Suddenly he heard a rumble, looking up he saw Mt. Hays tumbling upon him 1,000 feet above. With no time to think Jack was out and running, fearing for his life. "It was as the whole mountain was moving" Jack recalled."The sight of it nearly made me freeze."

At 12:11 PM that Friday, the heavy duty cable strung along Wantage road to the C.N.R.'s vital communications repeater station snapped beneath the tremendous mass of earth that started tumbling down 2,300 foot Mt. Hays six minutes earlier. It was Prince Ruperts last link to go. In the previous 18 hours 3.9 inches of rain had fallen, not to mention the high winds that accompanied the rain in the past few days.

No one was quite sure who lay beneath the massive slide. When the rescue effort was complete, four men and two women were dug up from the murky grave. George Henderson, 64 year old millworker. Tom Perry, an unemployed laborer, found not to far from his 31 year old wife, June. Longshoreman, John Murray, his wife Merle and their two small children had just moved in days prior. A Fisherman, John Jordan Vandal, who happened to be walking across a bridge to visit the Murray's.
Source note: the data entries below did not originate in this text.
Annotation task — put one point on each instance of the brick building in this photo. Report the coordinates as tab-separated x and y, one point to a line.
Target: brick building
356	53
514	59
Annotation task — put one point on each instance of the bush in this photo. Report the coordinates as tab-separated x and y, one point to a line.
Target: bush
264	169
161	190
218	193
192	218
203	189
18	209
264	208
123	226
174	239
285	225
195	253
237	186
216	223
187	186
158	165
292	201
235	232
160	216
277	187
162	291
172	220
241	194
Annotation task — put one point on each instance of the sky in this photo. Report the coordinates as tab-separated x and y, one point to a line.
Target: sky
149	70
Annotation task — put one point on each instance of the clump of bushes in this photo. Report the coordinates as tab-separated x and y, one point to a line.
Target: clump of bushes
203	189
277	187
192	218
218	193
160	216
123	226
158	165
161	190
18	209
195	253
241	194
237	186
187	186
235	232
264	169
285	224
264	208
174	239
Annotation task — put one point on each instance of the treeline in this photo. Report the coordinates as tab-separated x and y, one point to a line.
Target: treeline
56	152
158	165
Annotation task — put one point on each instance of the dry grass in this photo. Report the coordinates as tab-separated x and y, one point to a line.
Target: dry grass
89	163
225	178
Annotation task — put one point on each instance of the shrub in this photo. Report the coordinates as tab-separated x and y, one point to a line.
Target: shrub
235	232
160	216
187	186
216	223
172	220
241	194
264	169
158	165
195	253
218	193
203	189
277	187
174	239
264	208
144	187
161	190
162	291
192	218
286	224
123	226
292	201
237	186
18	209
Selma Murray, the lone survivor, was unaware that she had cheated death at just the young age of 18 months. In the days that followed the slide, an out pour of telephone calls came into the hospital wanting to adopt the young girl. Gene Rheaume, laid claim to the young girl, as she was his niece. Gene was a welfare supervisor in Yorkton Saskatchewan, arrived in Prince Rupert to discuss the future for his niece. On December 1st 1957, the nurses at Prince Rupert General Hospital, dressed Selma in a new outfit and Gene was to take her with him.